As Líbias do Manuel

O microfone

Não sendo um traço «tipicamente português», sabemos como o grau de despolitização da maioria dos nossos compatriotas é, pelo menos em termos europeus, bastante elevado. Lêem-se poucos jornais, discute-se menos, o share dos telejornais é baixíssimo e existe uma cultura do desinteresse, de raiz salazarista, que molda ainda os comportamentos. De tão distendida no tempo, é provável que tenha transmutado também os nossos genes. A falha nota-se sobretudo a propósito das questões do nosso tempo que comportam uma dimensão transnacional. Para muitos dos nossos compatriotas, elas podem até ter reflexos no comportamento sideral dos anéis de Saturno, mas jamais ecoarão no seu quintal. Apesar de nos tempos que correm os jornais, a televisão, a Internet e até a nossa conta bancária nos avisarem a todo o momento de que tudo tem a ver com tudo e de que, por mais voltas que possamos dar, não podemos fugir a esse fado.

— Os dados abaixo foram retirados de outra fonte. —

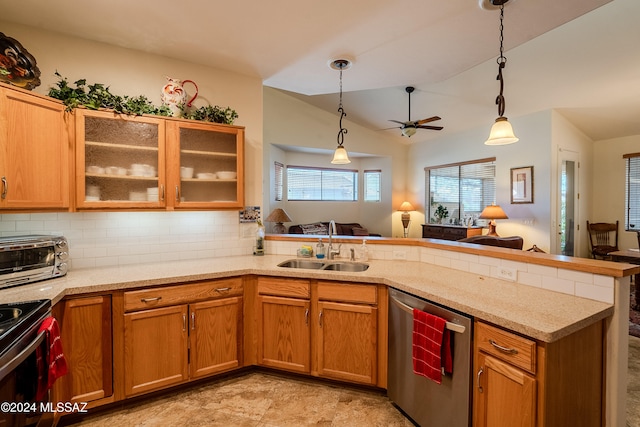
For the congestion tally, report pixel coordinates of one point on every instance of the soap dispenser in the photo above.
(364, 251)
(320, 249)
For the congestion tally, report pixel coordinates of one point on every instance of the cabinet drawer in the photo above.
(181, 294)
(331, 291)
(295, 288)
(511, 348)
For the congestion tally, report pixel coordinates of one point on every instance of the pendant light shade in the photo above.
(340, 157)
(501, 133)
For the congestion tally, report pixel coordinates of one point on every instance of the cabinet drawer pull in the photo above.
(503, 349)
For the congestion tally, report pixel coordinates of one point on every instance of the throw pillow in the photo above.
(317, 228)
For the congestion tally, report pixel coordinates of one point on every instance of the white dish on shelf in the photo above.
(206, 175)
(226, 175)
(137, 196)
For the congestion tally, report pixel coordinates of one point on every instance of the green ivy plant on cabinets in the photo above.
(97, 95)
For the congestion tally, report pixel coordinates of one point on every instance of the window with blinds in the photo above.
(632, 192)
(306, 183)
(278, 180)
(372, 185)
(464, 189)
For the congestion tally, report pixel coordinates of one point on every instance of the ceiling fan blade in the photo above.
(430, 127)
(430, 119)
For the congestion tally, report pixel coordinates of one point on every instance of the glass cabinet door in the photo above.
(120, 161)
(205, 163)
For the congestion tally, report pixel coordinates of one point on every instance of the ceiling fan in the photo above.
(409, 127)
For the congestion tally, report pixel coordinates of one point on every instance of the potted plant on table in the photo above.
(440, 213)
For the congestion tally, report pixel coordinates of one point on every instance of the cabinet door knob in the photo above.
(503, 349)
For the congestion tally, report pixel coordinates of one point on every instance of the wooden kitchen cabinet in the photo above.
(520, 381)
(34, 152)
(86, 335)
(174, 334)
(347, 327)
(204, 150)
(119, 160)
(283, 324)
(134, 162)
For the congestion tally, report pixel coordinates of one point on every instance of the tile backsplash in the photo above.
(98, 239)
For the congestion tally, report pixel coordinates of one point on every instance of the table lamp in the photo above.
(493, 212)
(405, 207)
(278, 216)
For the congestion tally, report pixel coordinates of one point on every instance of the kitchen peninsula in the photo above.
(460, 276)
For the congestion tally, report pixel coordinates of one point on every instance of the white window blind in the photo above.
(372, 185)
(464, 189)
(278, 180)
(305, 183)
(632, 192)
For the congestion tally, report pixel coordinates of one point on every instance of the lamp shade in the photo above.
(493, 212)
(406, 207)
(340, 156)
(501, 133)
(278, 216)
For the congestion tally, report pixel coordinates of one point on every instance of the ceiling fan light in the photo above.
(340, 156)
(408, 131)
(501, 133)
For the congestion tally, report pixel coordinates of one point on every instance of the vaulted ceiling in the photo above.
(579, 56)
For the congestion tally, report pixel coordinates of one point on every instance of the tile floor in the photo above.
(257, 399)
(263, 399)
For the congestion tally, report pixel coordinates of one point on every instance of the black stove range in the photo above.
(17, 320)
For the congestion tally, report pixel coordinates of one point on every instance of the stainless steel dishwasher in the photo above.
(429, 404)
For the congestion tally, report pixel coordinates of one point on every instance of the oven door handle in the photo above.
(22, 356)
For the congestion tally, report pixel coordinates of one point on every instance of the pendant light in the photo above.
(501, 131)
(340, 156)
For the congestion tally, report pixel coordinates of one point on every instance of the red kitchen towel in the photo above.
(53, 364)
(431, 346)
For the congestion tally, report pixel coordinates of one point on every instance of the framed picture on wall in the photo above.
(522, 185)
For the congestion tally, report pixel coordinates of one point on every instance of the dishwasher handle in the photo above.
(454, 327)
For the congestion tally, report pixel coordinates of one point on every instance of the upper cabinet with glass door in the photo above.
(120, 161)
(204, 165)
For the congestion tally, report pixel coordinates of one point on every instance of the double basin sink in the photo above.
(324, 265)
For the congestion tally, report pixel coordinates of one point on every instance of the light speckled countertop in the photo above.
(537, 313)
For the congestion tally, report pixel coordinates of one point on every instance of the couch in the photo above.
(322, 228)
(513, 242)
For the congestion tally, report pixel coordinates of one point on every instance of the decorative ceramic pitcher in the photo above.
(174, 96)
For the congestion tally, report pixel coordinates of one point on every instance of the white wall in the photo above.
(289, 122)
(609, 182)
(124, 237)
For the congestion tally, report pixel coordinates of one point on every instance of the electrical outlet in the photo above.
(399, 254)
(508, 273)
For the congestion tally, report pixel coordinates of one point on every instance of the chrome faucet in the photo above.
(330, 251)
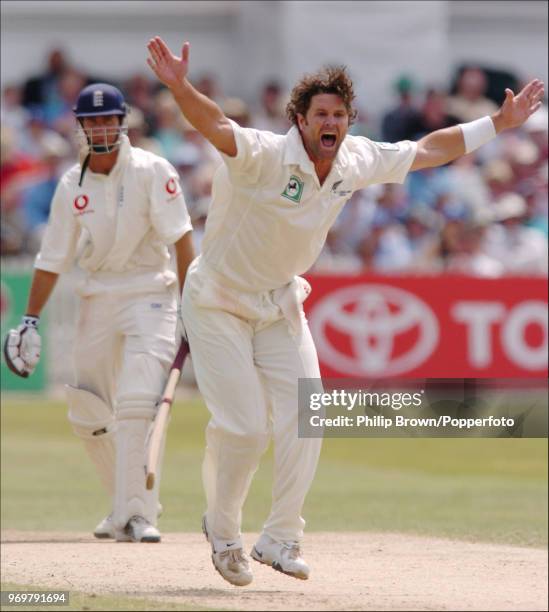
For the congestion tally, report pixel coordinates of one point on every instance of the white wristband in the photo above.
(478, 132)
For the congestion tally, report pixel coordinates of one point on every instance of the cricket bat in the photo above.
(159, 425)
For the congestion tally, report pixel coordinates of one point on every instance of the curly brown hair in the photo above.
(330, 79)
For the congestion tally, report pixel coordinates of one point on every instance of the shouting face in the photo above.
(324, 127)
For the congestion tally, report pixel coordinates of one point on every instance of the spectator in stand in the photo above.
(37, 139)
(208, 85)
(237, 110)
(386, 249)
(423, 231)
(404, 121)
(37, 197)
(433, 114)
(469, 102)
(12, 114)
(43, 89)
(271, 115)
(137, 132)
(469, 257)
(16, 171)
(140, 95)
(522, 250)
(169, 125)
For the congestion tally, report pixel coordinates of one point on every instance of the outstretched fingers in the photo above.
(163, 49)
(154, 51)
(185, 51)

A ingenuidade e a ignorância são ainda mais chocantes quando afectam pessoas que por dever de ofício deveriam manter-se informadas sobre os terrenos que pisam. É de facto impressionante o grau de desconhecimento das condições políticas que têm preservado os seus postos de trabalho, e o nível de insensibilidade em relação às pessoas com as quais partilham boa parte das suas vidas, evidenciado pela generalidade dos empresários e dos trabalhadores portugueses em missão na Líbia – os turistas têm alguma desculpa – que estão a ser ouvidos pelos telejornais como testemunhas privilegiadas da revolta anti-Kadhafi. Quase invariavelmente, falam do que está a acontecer no país onde trabalham como se tudo não passasse de um rol de desavenças burlescas entre indígenas, que depois de passarem lhes devolverão intacto o país no qual têm governado a vidinha. Existe, de facto, ainda quem alimente o estereótipo do Manuel Padeiro, o tuga ignaro das coisas do mundo para quem tudo se resume ao cálculo simples do deve e do haver e à rota certa do casa-trabalho-casa. Estão no seu direito, claro, mas é patético vê-los convertidos em comentadores idóneos. Francamente, antes um daqueles geopolitics experts que jamais passam o limiar do previsível.